The one thing Nightmare didn’t anticipate was how loud the horses would be. She was at the lead, riding her blue unicorn and there must have been fifty horses behind her. The hooves hitting shale was deafening. Usually her pointed fairy ears were able to block things out, especially when it involved humans. This time it was hard- maybe because of their sheer number. In addition to the hooves and the horse grunts she was forced to hear the humans’ banal conversations about beer and roadhouse strippers. Even the sound of someone in the back of the troop scratching their neck or rolling a cigarette was annoying. She’d hear the fingernails grating against the sunburnt skin or the tobacco sprinkling on the paper and then the tongue sealing it closed. Humans were always smoking and chewing tobacco and drinking beer and all of these sounds were repulsive to her. She focused instead on the music of unicorn’s breathing- it was like distant sleigh bells and with every exhalation tiny twinkling stars blew out of the unicorn’s nostrils. She honed in on the sleigh bell melody and watched the sparkles and felt much better.
As the moon rose they reached the Great River. The wind picked up, carrying a smattering of snowflakes. This is where the ambush happened. They came from all sides, dropping down from the trees and springing up from the earth, tearing the humans’ necks open or ripping their hearts straight through their boney chests. These were bad fairies. Their mouths were overfilled with sharp black fangs and they had three horns sticking straight out of their foreheads. Nightmare grabbed a human baby from the arms of its fallen mother and took off into the sky just as one of the bad fairies ripped her unicorn’s flank. It shrieked and bled purple stars as they rose above the water. Another bad fairy landed on her back and bit one of her ears. She stabbed it with a twin-bladed magical dagger and it fell screaming down into the river.
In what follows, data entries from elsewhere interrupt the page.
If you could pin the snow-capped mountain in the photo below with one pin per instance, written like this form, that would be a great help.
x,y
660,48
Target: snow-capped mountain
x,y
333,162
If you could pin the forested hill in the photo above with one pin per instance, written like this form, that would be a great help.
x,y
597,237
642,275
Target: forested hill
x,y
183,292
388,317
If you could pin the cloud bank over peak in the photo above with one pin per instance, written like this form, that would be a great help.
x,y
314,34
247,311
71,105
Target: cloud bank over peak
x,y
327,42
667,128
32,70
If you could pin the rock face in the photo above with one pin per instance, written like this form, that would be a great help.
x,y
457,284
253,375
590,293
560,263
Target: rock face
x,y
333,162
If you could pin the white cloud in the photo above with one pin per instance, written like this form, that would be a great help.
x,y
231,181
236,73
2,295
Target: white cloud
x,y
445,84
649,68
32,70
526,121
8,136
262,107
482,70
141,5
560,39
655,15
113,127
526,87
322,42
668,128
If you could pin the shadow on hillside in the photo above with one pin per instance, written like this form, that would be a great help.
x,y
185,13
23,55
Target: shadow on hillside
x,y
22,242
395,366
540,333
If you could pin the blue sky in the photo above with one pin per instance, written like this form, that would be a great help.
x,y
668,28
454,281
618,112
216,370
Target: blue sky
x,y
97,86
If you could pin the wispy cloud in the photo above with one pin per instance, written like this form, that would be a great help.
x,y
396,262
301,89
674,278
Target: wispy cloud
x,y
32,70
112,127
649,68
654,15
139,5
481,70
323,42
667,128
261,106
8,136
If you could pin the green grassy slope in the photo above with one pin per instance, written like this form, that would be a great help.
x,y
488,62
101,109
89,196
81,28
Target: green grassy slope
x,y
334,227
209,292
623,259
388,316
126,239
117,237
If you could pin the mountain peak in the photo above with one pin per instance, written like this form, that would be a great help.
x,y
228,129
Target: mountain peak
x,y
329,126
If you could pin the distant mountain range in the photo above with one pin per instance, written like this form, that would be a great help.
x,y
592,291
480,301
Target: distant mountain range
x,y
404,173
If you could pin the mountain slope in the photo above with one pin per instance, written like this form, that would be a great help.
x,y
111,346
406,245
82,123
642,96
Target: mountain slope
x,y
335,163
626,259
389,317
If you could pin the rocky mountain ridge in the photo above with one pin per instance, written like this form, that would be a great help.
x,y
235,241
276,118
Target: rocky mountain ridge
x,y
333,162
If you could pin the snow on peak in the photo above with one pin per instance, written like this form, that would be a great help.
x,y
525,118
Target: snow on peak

Resting with the unicorn on a snowy cloud above, she rocked the crying human baby in her arms. She could only watch the rest being torn to pieces below. Those are your people, she told the baby. They are ugly, ornery, brutes that smell rancid but they don’t deserve to die like that. The baby became still and stared down at the carnage, moonlight shining in its brown eyes. Someday you will avenge them.